The TouringBee audio guide serves as a handy mobile companion for a self-guided tour in Oxford. This tour is specifically designed for those looking to explore the city in a short span of time (2 hours). Simply follow the route on the app's map, which takes you from Mozart Square to the Capuchin Monastery, passing by the sights of the old town. You're guaranteed to see: Salzburg Cathedral, Mozart's Birthplace and Residence, Hohensalzburg Fortress, Mirabell Palace and Gardens, Historic Watermill, The best view of the old town.
Once you've downloaded the tour, the app runs offline. The audio guide can always be heard clearly through your headphones. Enjoy captivating stories and legends at your own pace, without the need to keep up with a tour group. If you only have a few hours to explore Salzburg, make the most of it with the TouringBee audio guide. And you won't miss a thing.

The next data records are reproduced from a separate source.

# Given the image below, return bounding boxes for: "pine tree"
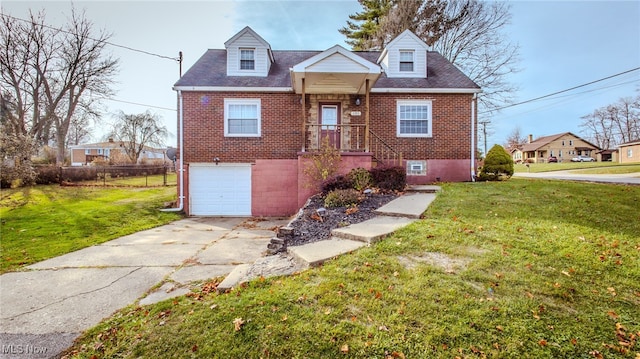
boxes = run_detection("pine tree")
[338,0,392,51]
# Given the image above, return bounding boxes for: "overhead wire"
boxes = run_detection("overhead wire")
[478,67,640,115]
[0,14,182,112]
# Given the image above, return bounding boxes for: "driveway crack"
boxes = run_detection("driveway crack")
[2,267,143,319]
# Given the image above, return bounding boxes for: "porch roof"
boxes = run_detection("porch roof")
[290,45,382,94]
[174,49,480,93]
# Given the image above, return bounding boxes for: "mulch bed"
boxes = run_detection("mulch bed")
[287,192,400,246]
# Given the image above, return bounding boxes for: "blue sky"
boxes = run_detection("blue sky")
[0,0,640,147]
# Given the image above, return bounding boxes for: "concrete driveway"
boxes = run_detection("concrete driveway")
[0,218,288,358]
[513,171,640,185]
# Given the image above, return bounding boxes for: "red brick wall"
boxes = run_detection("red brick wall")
[183,92,472,166]
[183,92,302,162]
[183,92,477,216]
[370,94,472,160]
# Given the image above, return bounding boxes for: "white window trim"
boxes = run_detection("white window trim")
[238,47,256,72]
[224,98,262,137]
[396,100,433,138]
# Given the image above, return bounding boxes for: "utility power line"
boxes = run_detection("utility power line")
[0,14,181,62]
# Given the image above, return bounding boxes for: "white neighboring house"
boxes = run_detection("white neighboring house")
[69,139,170,166]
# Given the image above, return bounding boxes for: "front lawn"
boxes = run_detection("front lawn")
[62,179,640,358]
[0,185,181,273]
[513,160,629,174]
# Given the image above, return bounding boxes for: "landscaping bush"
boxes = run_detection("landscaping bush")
[370,166,407,191]
[478,145,513,181]
[324,188,360,208]
[35,166,60,184]
[347,168,371,191]
[321,175,353,194]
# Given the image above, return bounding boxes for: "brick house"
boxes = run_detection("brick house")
[69,138,169,166]
[173,27,480,216]
[511,132,600,163]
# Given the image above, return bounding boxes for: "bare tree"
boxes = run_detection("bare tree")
[109,111,168,163]
[341,0,519,113]
[433,0,519,112]
[0,9,118,163]
[580,96,640,149]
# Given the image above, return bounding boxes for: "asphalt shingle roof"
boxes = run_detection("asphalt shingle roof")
[175,49,480,89]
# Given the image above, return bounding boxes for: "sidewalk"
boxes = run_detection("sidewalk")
[0,186,439,358]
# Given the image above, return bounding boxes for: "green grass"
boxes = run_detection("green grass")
[574,164,640,176]
[513,161,633,174]
[82,172,178,187]
[62,179,640,358]
[0,185,180,273]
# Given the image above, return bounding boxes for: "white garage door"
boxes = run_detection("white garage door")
[189,163,251,216]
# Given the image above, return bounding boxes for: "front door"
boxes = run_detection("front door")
[318,104,340,148]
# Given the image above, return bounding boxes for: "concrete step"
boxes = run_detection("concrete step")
[287,237,367,267]
[375,193,436,218]
[331,216,415,243]
[217,263,251,293]
[407,185,442,193]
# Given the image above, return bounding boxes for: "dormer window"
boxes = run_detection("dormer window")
[400,50,415,72]
[240,49,256,71]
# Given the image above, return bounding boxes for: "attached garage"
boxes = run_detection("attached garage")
[189,163,251,216]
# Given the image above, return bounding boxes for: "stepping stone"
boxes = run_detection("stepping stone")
[287,238,367,267]
[331,216,415,243]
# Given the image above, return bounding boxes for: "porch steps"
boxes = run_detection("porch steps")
[218,186,440,292]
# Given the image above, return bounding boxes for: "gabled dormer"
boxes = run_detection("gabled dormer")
[224,26,275,77]
[378,30,428,78]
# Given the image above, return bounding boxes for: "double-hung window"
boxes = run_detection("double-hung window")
[396,100,432,137]
[240,49,256,70]
[224,99,260,137]
[399,50,415,72]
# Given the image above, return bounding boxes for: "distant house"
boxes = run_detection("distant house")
[69,139,168,166]
[618,138,640,163]
[511,132,600,163]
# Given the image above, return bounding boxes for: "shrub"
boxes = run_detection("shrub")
[370,166,407,191]
[324,188,360,208]
[347,168,371,191]
[320,175,352,194]
[303,138,342,187]
[478,145,513,181]
[35,166,60,184]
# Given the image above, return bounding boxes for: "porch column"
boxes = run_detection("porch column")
[300,77,307,152]
[364,79,369,152]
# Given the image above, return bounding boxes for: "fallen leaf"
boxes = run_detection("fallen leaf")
[233,318,244,332]
[538,339,547,347]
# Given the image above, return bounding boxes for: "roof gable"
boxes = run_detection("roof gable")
[224,26,271,50]
[522,132,600,152]
[292,45,380,74]
[377,30,428,78]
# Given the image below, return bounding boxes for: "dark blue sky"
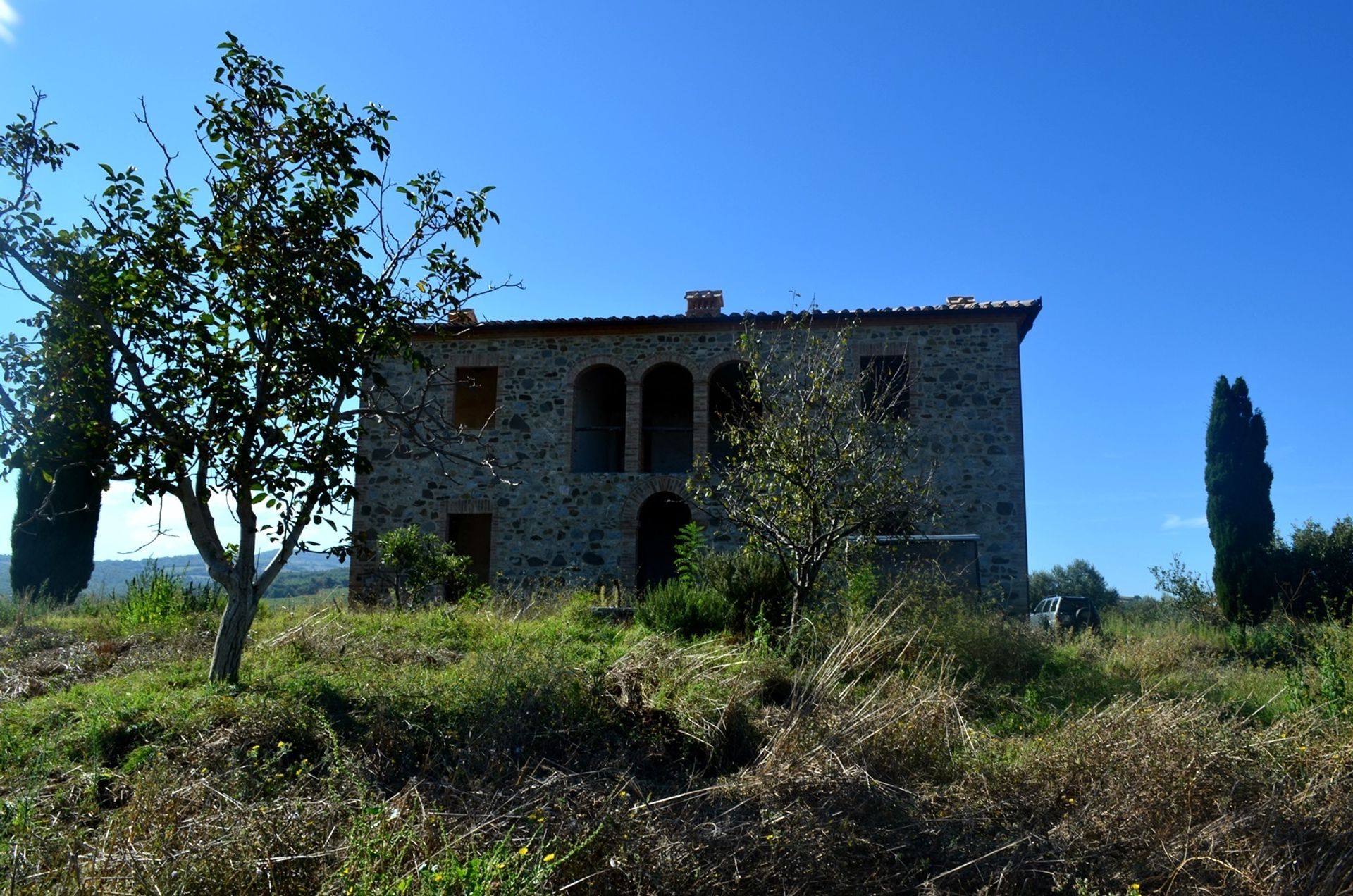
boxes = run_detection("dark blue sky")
[0,0,1353,593]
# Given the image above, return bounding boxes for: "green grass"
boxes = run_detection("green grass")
[0,586,1353,893]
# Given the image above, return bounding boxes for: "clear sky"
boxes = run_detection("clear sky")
[0,0,1353,593]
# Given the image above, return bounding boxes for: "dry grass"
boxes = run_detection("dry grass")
[0,598,1353,896]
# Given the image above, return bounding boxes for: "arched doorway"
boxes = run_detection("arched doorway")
[634,491,690,592]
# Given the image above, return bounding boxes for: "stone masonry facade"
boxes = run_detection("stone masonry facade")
[350,292,1042,605]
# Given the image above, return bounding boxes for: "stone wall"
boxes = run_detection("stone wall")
[352,310,1037,604]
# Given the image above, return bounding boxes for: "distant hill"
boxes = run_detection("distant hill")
[0,551,347,597]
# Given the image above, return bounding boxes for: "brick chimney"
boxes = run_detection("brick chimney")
[686,290,724,317]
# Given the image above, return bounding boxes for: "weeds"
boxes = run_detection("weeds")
[0,579,1353,896]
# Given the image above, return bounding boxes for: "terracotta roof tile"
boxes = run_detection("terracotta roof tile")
[418,298,1043,344]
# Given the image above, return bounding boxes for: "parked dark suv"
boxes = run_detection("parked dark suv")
[1028,597,1099,632]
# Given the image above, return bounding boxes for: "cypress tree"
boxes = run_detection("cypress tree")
[8,269,112,601]
[1204,376,1273,623]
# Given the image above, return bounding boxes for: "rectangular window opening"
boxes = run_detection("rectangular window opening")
[447,513,494,601]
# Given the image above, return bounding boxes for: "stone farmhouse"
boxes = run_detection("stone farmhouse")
[350,291,1042,606]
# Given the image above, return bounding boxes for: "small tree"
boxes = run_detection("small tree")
[1150,554,1221,623]
[1275,516,1353,620]
[690,313,934,630]
[0,34,508,680]
[1028,559,1119,606]
[1204,376,1275,624]
[8,266,112,601]
[378,524,469,609]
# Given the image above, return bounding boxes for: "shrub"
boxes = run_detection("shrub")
[379,524,472,609]
[634,579,734,637]
[698,549,791,633]
[118,560,225,628]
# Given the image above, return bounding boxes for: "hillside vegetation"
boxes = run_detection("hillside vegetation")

- The tour begins at Mozartplatz. - This is a self-guided tour. There will be no human guide present at the meeting point. - Launch the TouringBee app, initiate the Salzburg City Tour, and follow the designated route.
Mozartplatz is a graceful square in Salzburg’s Old Town, dedicated to the city’s most famous son, Wolfgang Amadeus Mozart. At its center stands the 1842 bronze statue of the composer, erected in the presence of his sons and drawing music lovers ever since. The square is framed by historic buildings and the Salzburg Museum, just steps from the Dom and Residenzplatz. It’s a place of quiet admiration, where the echoes of genius still seem to linger in the alpine air.

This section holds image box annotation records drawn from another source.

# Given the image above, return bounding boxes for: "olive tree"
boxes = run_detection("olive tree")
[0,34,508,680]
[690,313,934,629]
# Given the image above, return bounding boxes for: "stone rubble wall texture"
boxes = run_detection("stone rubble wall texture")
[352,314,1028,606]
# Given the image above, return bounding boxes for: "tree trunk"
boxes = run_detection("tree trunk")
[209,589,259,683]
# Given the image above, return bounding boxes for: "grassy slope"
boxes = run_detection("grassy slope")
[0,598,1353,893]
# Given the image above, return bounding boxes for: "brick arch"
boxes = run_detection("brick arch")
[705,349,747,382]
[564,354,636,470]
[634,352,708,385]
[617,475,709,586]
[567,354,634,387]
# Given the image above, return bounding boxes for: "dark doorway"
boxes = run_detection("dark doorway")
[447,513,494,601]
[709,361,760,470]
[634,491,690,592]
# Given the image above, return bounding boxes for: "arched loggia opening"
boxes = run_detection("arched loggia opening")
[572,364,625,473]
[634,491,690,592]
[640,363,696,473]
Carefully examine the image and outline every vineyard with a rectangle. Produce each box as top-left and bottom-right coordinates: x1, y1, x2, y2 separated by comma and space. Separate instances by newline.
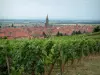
0, 32, 100, 75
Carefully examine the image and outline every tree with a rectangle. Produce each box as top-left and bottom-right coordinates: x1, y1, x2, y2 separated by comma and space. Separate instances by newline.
93, 26, 100, 32
42, 32, 47, 38
11, 23, 14, 27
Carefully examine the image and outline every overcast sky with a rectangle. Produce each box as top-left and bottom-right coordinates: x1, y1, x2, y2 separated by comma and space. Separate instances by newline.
0, 0, 100, 20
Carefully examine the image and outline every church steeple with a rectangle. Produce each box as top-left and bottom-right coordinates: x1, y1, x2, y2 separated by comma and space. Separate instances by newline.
45, 14, 49, 27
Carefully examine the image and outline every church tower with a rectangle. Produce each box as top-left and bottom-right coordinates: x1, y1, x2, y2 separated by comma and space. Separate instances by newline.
45, 15, 49, 27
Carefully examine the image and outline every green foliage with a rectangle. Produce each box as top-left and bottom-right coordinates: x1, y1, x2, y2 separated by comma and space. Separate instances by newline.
93, 26, 100, 32
0, 35, 100, 75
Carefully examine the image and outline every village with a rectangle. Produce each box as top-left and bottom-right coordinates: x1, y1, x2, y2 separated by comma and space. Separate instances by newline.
0, 15, 94, 39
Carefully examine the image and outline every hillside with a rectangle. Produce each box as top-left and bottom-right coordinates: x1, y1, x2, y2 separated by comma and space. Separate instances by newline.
0, 32, 100, 75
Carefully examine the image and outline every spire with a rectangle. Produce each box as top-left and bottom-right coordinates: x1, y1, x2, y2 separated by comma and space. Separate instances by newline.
45, 14, 49, 27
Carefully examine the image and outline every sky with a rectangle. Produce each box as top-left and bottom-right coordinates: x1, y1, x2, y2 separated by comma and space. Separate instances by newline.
0, 0, 100, 20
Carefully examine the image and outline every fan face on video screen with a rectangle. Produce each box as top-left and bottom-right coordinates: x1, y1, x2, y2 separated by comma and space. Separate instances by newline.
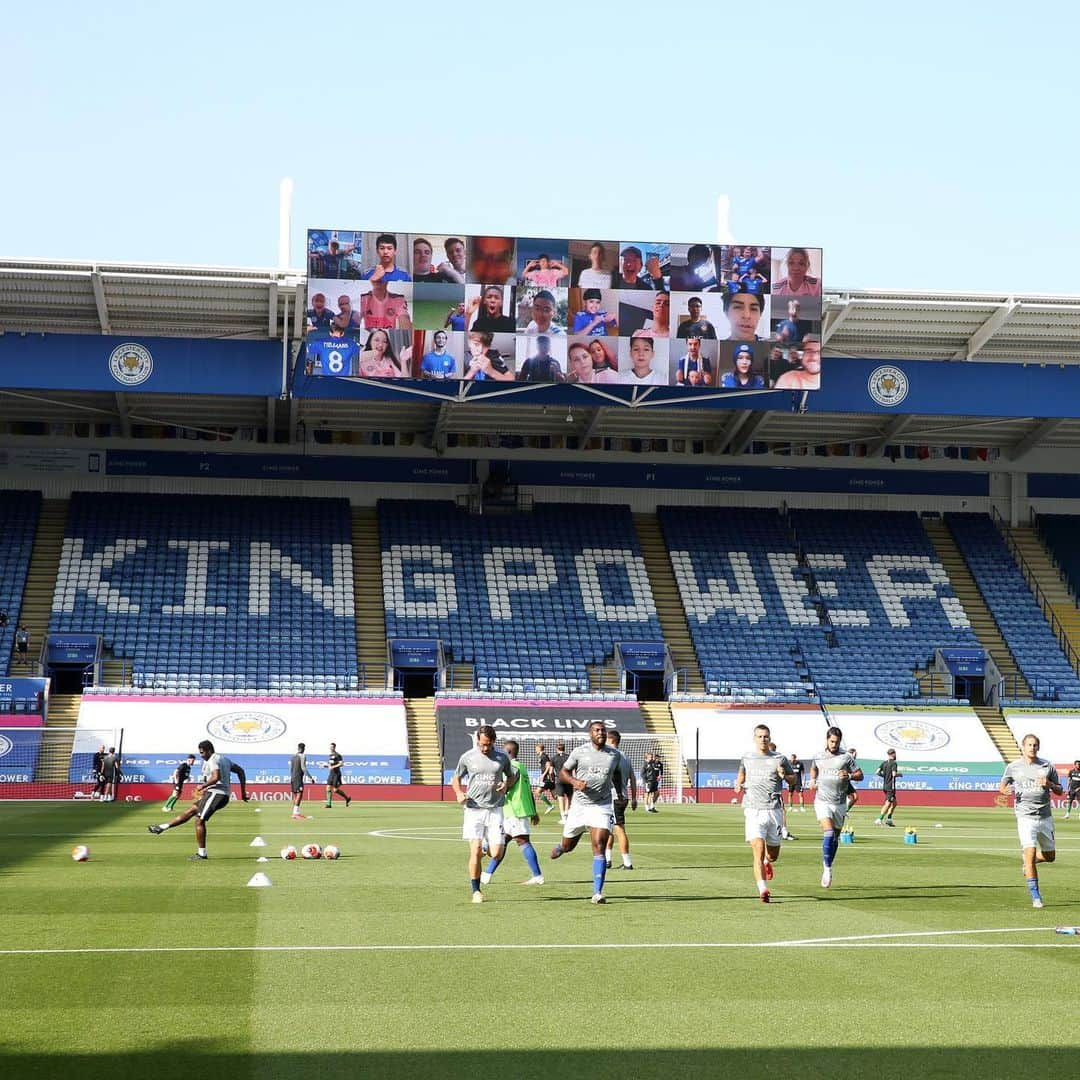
305, 229, 822, 391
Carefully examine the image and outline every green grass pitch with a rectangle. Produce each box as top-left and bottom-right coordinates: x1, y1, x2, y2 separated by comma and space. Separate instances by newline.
0, 801, 1080, 1080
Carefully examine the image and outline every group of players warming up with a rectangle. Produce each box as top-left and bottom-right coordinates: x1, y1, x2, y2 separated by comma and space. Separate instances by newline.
147, 720, 1062, 908
451, 720, 1067, 908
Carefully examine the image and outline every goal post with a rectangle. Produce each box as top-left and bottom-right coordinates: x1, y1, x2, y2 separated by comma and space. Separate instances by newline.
0, 727, 123, 800
499, 731, 687, 802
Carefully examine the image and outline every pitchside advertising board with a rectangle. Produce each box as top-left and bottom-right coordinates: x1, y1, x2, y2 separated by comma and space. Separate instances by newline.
69, 694, 410, 785
0, 716, 44, 784
672, 704, 1004, 792
305, 229, 822, 392
435, 698, 647, 782
1003, 708, 1080, 783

The Old Court Pharmacy (Alte Hofapotheke) in Salzburg has been dispensing remedies since 1591, making it one of the city’s oldest businesses still in operation. Tucked into the corner of Mozartplatz, this elegant shop once served Salzburg’s prince-archbishops. Inside, it still exudes Old World charm — wooden cabinets, hand-labeled bottles, and gilded signage whispering of alchemical days past. It's not just a pharmacy, but a living relic of Salzburg’s layered medical and noble history.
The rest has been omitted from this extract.